8. Disiplin soruşturması sürecinde başvurucunun ifadesine başvurulmuştur. Başvurucu, Facebook'ta arkadaşı olan kişilerin iletilerini suç teşkil etmediği düşüncesiyle hiç kimseye hakaret etmeden ve yorum yapmadan paylaştığını, hiçbir kişi ve kurumu hedef almadığını belirtmiştir. Soruşturma sonucunda başvurucunun kendi ifadesiyle siyasi içerikli paylaşımlarda bulunduğunun sübuta erdiği belirtilerek başvurucu hakkında 14/7/1965 tarihli ve 657 sayılı Devlet Memurları Kanunu'nun 125. maddesinin dördüncü fıkrasında yer alan disiplin cezası verilmesini gerektiren fiil ve hâllere "Nitelik ve ağırlıkları itibarıyla benzer eylemlerde bulunanlara da aynı neviden disiplin cezaları verilir." hükmü kapsamında aynı Kanun'un birinci fıkrasının (D) bendinin (o) alt bendi uyarınca "herhangi bir siyasi parti yararına veya zararına fiilen faaliyette bulunduğu" gerekçesiyle kademe ilerlemesinin durdurulması cezasının uygulanması teklif edilmiş ve başvurucunun konuya ilişkin olarak savunması istenmiştir.

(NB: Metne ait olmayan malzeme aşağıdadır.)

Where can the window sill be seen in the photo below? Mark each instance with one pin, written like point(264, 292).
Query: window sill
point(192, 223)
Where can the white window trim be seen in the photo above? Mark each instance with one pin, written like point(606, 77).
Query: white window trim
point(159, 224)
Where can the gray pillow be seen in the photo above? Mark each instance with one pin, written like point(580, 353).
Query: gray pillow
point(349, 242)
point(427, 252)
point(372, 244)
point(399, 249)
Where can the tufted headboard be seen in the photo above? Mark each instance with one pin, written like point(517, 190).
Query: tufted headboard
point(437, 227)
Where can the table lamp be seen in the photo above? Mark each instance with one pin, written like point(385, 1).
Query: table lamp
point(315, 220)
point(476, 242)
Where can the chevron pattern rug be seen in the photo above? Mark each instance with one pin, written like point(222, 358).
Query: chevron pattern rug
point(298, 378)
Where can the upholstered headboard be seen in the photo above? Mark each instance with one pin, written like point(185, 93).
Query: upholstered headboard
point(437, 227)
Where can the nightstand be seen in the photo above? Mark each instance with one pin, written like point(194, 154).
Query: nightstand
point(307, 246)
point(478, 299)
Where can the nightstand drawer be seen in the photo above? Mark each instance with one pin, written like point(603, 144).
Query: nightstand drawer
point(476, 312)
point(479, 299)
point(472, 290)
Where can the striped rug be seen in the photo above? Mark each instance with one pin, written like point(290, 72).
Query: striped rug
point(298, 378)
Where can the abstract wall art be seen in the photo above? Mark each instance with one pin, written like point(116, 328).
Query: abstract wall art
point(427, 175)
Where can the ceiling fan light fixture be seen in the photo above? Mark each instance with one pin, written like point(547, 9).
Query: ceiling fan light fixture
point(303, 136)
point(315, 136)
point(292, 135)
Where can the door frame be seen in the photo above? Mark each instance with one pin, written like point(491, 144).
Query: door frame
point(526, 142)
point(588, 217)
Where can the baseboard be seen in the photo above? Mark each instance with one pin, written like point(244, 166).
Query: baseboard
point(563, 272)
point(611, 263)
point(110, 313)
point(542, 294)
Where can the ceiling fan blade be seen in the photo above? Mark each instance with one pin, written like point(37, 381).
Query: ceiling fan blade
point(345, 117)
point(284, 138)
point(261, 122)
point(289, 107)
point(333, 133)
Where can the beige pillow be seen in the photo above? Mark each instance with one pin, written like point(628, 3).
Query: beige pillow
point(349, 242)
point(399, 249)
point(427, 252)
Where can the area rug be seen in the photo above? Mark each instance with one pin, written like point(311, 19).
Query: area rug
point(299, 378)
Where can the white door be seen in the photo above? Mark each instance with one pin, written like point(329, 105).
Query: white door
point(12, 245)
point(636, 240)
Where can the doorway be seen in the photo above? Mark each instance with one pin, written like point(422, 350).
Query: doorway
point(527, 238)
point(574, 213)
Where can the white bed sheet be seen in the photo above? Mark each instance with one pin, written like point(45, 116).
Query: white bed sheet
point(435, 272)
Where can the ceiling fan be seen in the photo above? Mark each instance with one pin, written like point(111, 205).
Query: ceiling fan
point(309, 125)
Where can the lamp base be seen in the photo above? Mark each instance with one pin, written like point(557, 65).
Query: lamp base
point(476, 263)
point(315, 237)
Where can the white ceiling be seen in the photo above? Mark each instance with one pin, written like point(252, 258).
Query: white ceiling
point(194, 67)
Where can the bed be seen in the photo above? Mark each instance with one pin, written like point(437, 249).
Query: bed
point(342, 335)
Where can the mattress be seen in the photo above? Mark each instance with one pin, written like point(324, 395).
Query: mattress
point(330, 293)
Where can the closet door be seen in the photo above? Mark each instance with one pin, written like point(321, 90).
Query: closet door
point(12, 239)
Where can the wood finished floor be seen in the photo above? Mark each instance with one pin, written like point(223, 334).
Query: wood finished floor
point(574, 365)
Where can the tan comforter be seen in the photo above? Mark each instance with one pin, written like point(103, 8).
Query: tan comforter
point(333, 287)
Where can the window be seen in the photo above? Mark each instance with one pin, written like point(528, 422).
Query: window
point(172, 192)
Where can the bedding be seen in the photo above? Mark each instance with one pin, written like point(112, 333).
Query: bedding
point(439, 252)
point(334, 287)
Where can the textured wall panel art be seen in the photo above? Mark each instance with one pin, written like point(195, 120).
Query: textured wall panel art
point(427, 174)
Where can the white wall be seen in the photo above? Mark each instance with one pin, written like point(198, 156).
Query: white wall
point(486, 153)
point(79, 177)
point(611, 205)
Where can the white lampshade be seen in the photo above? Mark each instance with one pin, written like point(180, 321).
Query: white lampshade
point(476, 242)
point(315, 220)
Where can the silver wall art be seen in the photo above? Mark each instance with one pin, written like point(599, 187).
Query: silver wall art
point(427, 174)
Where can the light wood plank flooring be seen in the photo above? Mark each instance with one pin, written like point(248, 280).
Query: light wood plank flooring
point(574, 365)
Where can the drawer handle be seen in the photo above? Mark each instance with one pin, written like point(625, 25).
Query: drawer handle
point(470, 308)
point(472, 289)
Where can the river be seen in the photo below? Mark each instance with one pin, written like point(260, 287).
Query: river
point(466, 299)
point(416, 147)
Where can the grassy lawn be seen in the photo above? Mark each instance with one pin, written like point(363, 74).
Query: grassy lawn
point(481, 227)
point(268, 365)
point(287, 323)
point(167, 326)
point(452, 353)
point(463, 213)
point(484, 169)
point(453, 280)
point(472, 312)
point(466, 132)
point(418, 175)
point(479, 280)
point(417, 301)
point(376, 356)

9. Başvurucu; savunmasında, daha önce vermiş olduğu ifadesine ek olarak hakkındaki soruşturmanın bir şikâyet üzerine başlatıldığını düşündüğünü, şikâyetin soruşturma başlatılmasını gerektiren usule uygun olup olmadığını soruşturma dosyasını inceleme olanağı bulunmadığı için bilmediğini, soruşturma dosyası tarafına verildiğinde bu hususları değerlendirebileceğini, şahsi Facebook sayfasında yaptığı paylaşımların mahkeme kararı olmaksızın delil olarak kullanılmasının suç olduğunu ve kanuna aykırı olarak elde edilen verilerin delil olarak kullanılamayacağını, kurumların herkes tarafından ziyarete açık olmayan hesapların içeriğini kontrol etme ve beğenmediği içerikleri şikâyet etme haklarının bulunmadığını, paylaşımlarını görevi ile alakalı hiçbir ortamda dile getirmediğini belirtmiştir.

10. Nihayetinde Disiplin Kurulu kararıyla başvurucu hakkında teklif edilen cezanın kabulüne karar verilmiştir.

B. Başvurucunun Disiplin Cezasına İlişkin İşleme Karşı Açtığı İptal Davası Süreci

11. Başvurucu, hakkında tesis edilen disiplin cezasının iptali istemiyle Antalya 3. İdare Mahkemesinde (Mahkeme) dava açmıştır. Mahkeme, davanın reddine karar vermiştir. Kararın ilgili kısmı şöyledir:

"... Olayda, davacının 15 Temmuz 2016 darbe girişimi sonrasında sosyal paylaşım platformu 'facebook' üzerinden, darbe girişimine karşı verilen mücadeleye ve aralarında paylaşımların yapıldığı tarih itibariyle hükümet üyesi olan isimlerin de bulunduğu siyasi isimlere yönelik 'FETÖCÜLER' gibi aşağılayıcı ve hakaret içeren paylaşımlarda bulunduğu, davacının soruşturma kapsamında verdiği ifade ve savunmalarda bahsi geçen paylaşımları yaptığını kabul ettiği, sosyal medya hesabının kendisine ait olmadığına dair herhangi bir iddiasının bulunmadığı görülmektedir.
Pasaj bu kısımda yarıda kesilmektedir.